The Trump administration plans a full-court press in the coming months to convince Congress and the American people that the United States-Mexico-Canada Agreement (USMCA) should be ratified. But there remain several political and policy hurdles that could be stumbling blocks

to this replacement for the North American Free Trade Agreement (NAFTA), reportedly the White House’s top goal of 2019.

First, to be ratified during President Donald Trump’s first term, the USMCA must be completed in 2019. Trade agreements are always contentious but passing a comprehensive rewrite of NAFTA during what is sure to be a bruising 2020 presidential campaign is a non-starter. The failed efforts to pass the Trans-Pacific Partnership (TPP) during the 2016 presidential campaign is a recent example of how stiff the political headwinds can be. 

Why would Speaker Nancy Pelosi deliver a win to President Trump on a major initiative during the height of the 2020 campaign? Pelosi may be willing to let the USMCA pass on the strength of votes from House Republicans in 2019, especially if she can extract concessions from the administration and Senate Republicans on certain provisions in the agreement or on separate policies like infrastructure. She would not make this same deal in 2020. 

Likewise, the steel and aluminum tariffs pose political problems for the White House. The tariffs were levied on dubious national security grounds and hit America’s closest allies, including Washington’s USMCA partners Mexico and Canada. Earlier this week, Senate Finance Committee Chairman Chuck Grassley urged the administration to withdraw the steel and aluminum tariffs on imports from Mexico and Canada in order to facilitate passage of USMCA. These remarks echo a statement made by Texas Rep. Kevin Brady, the ranking member of the House Ways and Means Committee, who said in late January that Congress will not consider USMCA until the administration “resolves” the steel and aluminum tariff issue with respect to Mexico and Canada.

Not only are the steel and aluminum tariffs a political problem domestically, but they are also a sticking point for ratification in both Mexico and Canada. For instance, the United States was reportedly trying to convince both countries to accept firm annual quotas on the amount of steel and aluminum they could export to the United States in exchange for lifting the tariffs. That plan ran into opposition from Mexico and Canada, as well as the domestic American business community. After all, most trade analysts understand that quotas are worse than tariffs because, for starters, the government doesn’t receive any tariff revenue. Likewise, with a tariff, domestic consumers can still get the products they need, albeit at a higher cost. Quotas, by contrast, impose price increases and prevent consumers from getting the products they need.
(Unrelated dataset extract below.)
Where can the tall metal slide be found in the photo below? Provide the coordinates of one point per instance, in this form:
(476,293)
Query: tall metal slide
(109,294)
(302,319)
To be sure, the USMCA contains certain improvements over NAFTA, particularly with respect to the new digital trade chapter and customs and trade facilitation. But in many ways, the agreement is inferior to NAFTA, including managed trade provisions related to the automotive industry, like stricter rules-of-origin and wage floors for factory workers. 

In the coming weeks, the International Trade Commission will issue its conclusions about USMCA’s economic impact as required under the terms of the Trade Promotion Authority. Preliminary results aren’t positive. The International Monetary Fund (IMF) just released a working paper that found the agreement would lead to “diminished economic integration in North America, reducing trade among the three North American partners by more than $4 billion while offering members a combined welfare gain of $538 million.” The IMF found that even if the United States were to lift the steel and aluminum tariffs on its USMCA partners and Mexico and Canada lifted their retaliatory tariffs the gains would be just $2.5 billion. As Phil Levy of the Chicago Council on Global Affairs noted recently, this is a “rounding error” in terms of gross domestic product. 

Perhaps the biggest problem facing the USMCA is the president’s threat to close the southern border in order to address the alleged immigration crisis. Perhaps the president is bluffing and wants to use this threat as leverage to force Congress to pass stricter immigration and border security measures or to force Mexico to crack down on migrants, but it would doom the prospects for USMCA’s ratification. Furthermore, it would poison the well politically in Mexico and the United States. Canada, too, sends plenty of products to and from Mexico through the southern border and would be unnecessarily harmed by it.

Closing the border would be worse than withdrawing from NAFTA. One of NAFTA’s greatest accomplishments was integrating the three North American economies and facilitating the rise of complex supply chains that provide expanded economic opportunities in all three countries while also driving down prices. Closing the border would grind trade with Mexico to a halt and Mexico is America’s third-largest trading partner behind Canada and China. Nearly $1.7 billion worth of legally traded goods passes through the southern border every day. This ill-advised idea would necessarily hurt a lot of Americans. Jobs that are dependent on a relatively seamless flow of products between the United States and Mexico may vanish, while consumers could see price increases or products disappear entirely. Those effects would be in addition to the harder-to-calculate but still real diplomatic damage the move would cause.

If the administration is serious about ratifying the USMCA this year, it needs to quickly abandon the steel and aluminum tariffs on Mexico and Canada and back off its threat to close the southern border.